[][src]Crate array_ops

This crate provides a number of traits with default implementations for most of the standard library's methods on array like data structures. All you need to do to apply them to your own array like data structure is to implement HasLength and Index<usize> (and IndexMut<usize> for mutable operations), which means you need a len() method and an index() method, and the Array trait will provide default methods for everything else, implemented using just those two methods.

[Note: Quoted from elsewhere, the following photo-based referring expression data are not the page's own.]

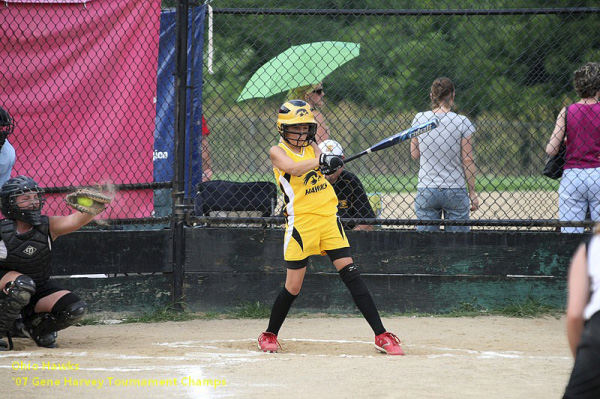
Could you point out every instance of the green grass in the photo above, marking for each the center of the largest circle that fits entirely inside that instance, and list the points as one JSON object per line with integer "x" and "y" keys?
{"x": 403, "y": 184}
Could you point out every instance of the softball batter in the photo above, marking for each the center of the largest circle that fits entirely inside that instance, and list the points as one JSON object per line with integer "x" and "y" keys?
{"x": 312, "y": 226}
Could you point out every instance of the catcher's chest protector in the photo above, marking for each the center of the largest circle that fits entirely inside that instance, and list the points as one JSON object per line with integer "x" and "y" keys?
{"x": 28, "y": 253}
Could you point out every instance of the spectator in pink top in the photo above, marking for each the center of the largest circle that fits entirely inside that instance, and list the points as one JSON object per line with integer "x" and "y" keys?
{"x": 579, "y": 189}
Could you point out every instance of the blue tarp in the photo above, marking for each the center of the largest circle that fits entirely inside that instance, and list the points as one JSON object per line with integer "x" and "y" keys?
{"x": 165, "y": 100}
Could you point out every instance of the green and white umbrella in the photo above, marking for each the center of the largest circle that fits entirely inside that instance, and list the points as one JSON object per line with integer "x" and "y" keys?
{"x": 298, "y": 66}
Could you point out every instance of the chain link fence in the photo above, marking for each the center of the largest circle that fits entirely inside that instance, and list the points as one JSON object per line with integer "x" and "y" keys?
{"x": 92, "y": 88}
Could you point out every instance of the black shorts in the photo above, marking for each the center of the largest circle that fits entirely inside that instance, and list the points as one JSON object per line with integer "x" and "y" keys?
{"x": 585, "y": 377}
{"x": 41, "y": 291}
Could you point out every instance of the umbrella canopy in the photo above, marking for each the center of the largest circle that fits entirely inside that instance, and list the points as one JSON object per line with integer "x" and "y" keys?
{"x": 298, "y": 66}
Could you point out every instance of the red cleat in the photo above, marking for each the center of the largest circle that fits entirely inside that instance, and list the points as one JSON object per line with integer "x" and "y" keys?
{"x": 267, "y": 342}
{"x": 388, "y": 343}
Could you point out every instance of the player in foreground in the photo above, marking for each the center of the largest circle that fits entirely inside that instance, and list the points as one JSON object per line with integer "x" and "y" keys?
{"x": 25, "y": 251}
{"x": 583, "y": 319}
{"x": 312, "y": 226}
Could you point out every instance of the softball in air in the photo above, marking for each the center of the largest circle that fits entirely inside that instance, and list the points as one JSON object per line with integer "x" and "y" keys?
{"x": 83, "y": 201}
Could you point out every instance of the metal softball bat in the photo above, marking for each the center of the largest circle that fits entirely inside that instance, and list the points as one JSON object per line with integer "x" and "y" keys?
{"x": 397, "y": 138}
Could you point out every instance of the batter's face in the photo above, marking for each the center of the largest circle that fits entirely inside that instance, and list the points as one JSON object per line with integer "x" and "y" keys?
{"x": 28, "y": 201}
{"x": 332, "y": 178}
{"x": 297, "y": 134}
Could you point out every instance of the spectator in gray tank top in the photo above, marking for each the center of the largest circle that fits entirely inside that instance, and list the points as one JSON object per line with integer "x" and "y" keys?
{"x": 446, "y": 187}
{"x": 579, "y": 190}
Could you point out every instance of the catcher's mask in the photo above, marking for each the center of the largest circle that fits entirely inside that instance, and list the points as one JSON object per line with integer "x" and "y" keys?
{"x": 296, "y": 112}
{"x": 7, "y": 123}
{"x": 15, "y": 187}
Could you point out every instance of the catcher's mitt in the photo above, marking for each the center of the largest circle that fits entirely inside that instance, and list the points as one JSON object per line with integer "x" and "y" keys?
{"x": 87, "y": 200}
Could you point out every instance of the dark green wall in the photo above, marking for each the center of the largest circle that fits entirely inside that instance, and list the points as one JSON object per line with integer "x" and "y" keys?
{"x": 405, "y": 270}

Note that if you can implement Deref<Target=[A]> for your data type, you don't need this, all of these methods will be provided by the primitive slice type. This crate exists to make it easy to write array like data types where you can't deref to a slice because the data isn't laid out in one continuous memory array. std::collections::VecDeque is a very basic example of this: it's implemented using two Vecs, so there's no way to get a single slice out of it. A vector trie like im::Vector is another example, where the elements are laid out across multiple fixed size nodes in a tree structure.

Speaking of VecDeque, this crate provides Array/ArrayMut implementations for it, so if you ever needed to sort a VecDeque, now you can.

Performance Notes

Many of these methods may have smarter implementations for your specific data type. In this case, you should provide your own implementations of these. In particular, providing your own get and get_mut using native get_unchecked and get_unchecked_mut implementations with bounds checking added is almost always going to be better than the default implementation, which adds bounds checking to an index call, most likely leading to bounds being checked twice.

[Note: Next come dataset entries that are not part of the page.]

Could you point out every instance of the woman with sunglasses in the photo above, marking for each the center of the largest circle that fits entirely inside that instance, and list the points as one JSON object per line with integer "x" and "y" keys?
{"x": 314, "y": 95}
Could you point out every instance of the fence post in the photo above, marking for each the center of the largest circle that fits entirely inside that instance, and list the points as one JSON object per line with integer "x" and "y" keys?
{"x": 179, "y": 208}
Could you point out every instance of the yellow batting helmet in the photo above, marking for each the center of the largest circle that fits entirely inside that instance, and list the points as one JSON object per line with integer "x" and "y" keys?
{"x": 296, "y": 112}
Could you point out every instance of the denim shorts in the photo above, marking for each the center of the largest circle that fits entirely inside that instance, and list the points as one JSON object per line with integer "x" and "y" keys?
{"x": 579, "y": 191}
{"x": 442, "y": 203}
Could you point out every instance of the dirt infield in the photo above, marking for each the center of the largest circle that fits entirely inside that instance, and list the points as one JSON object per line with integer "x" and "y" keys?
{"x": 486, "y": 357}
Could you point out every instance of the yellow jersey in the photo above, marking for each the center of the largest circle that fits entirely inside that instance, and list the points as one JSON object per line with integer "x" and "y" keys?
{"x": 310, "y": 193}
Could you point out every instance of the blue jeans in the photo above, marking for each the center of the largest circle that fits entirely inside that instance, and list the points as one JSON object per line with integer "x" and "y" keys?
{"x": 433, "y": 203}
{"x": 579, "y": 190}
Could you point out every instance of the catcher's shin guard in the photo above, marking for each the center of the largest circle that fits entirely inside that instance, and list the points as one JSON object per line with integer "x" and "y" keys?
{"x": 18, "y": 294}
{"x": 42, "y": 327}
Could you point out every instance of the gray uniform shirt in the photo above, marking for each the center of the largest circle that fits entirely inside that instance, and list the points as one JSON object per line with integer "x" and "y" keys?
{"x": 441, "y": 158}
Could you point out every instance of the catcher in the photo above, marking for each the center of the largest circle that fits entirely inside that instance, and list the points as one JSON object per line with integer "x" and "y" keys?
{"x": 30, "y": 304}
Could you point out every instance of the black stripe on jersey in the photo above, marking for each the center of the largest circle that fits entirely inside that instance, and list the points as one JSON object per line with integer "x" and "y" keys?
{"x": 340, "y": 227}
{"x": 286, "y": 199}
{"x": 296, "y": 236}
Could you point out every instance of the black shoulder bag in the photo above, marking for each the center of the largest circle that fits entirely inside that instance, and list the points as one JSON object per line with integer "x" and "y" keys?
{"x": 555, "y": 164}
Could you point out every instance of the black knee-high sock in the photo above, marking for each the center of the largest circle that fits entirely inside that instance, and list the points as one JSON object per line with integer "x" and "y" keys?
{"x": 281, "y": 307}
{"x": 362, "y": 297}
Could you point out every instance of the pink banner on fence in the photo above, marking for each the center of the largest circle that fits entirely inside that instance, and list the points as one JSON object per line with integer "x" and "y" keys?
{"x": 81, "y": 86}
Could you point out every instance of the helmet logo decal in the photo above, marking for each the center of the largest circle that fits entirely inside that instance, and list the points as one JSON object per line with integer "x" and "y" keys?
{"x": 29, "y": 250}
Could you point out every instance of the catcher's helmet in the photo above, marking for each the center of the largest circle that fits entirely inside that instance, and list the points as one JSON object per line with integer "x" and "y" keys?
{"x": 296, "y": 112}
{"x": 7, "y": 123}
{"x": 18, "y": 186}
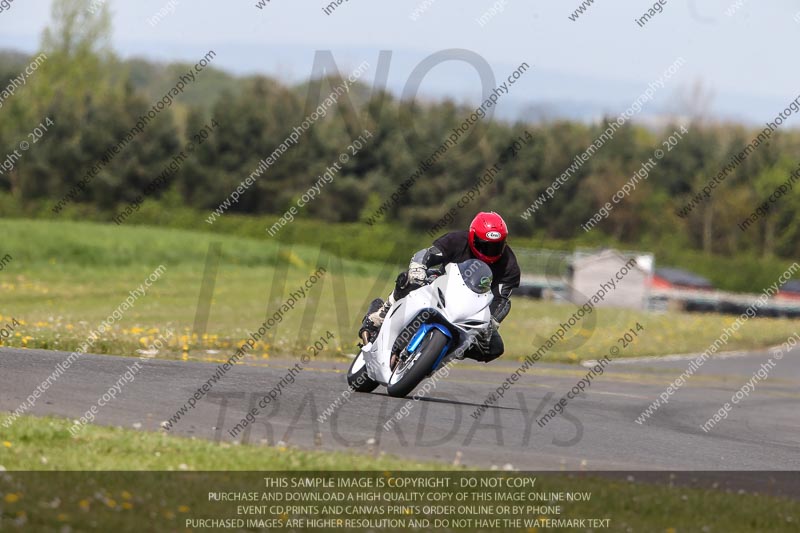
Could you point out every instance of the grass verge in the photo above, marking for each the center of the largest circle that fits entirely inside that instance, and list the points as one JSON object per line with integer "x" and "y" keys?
{"x": 65, "y": 278}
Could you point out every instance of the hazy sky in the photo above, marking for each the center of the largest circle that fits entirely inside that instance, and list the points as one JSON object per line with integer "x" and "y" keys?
{"x": 748, "y": 59}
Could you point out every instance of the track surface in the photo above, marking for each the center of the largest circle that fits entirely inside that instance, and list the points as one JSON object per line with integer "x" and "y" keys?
{"x": 598, "y": 433}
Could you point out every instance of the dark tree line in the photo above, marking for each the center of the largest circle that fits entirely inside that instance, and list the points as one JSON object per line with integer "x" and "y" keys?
{"x": 93, "y": 99}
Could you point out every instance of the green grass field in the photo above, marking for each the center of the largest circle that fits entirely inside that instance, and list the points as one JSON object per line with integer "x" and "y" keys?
{"x": 115, "y": 500}
{"x": 65, "y": 278}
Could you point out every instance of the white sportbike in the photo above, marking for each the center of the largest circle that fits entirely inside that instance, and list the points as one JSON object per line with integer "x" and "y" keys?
{"x": 425, "y": 330}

The sorting algorithm provided is an implementation of optimal quicksort with randomised pivots, which should be a safe choice for any array-like, but there may well be better algoritms available for your particular data type. In particular, the quicksort isn't stable, which is why ArrayMut only provides sort_unstable and not sort.

Example

#[derive(PartialEq, Eq, Debug)]
struct MyNewtypedVec<A>(Vec<A>);

impl<A> From<Vec<A>> for MyNewtypedVec<A> {
    fn from(vec: Vec<A>) -> Self {
        Self(vec)
    }
}

impl<A> HasLength for MyNewtypedVec<A> {
    fn len(&self) -> usize {
        self.0.len()
    }
}

impl<A> Index<usize> for MyNewtypedVec<A> {
    type Output = A;
    fn index(&self, index: usize) -> &A {
        self.0.index(index)
    }
}

impl<A> IndexMut<usize> for MyNewtypedVec<A> {
    fn index_mut(&mut self, index: usize) -> &mut A {
        self.0.index_mut(index)
    }
}

impl<A> Array for MyNewtypedVec<A> {}
impl<A> ArrayMut for MyNewtypedVec<A> {}

let mut my_vec = MyNewtypedVec::from(vec![3, 1, 3, 3, 7]);
assert!(my_vec.starts_with(&[3, 1, 3]));
my_vec.sort_unstable();
let expected = MyNewtypedVec::from(vec![1, 3, 3, 3, 7]);
assert_eq!(expected, my_vec);

Traits

Array

Trait for data structures which are indexed like arrays.

ArrayMut

Trait for arrays with mutable indexes.

HasLength

Trait for data structures which have a length.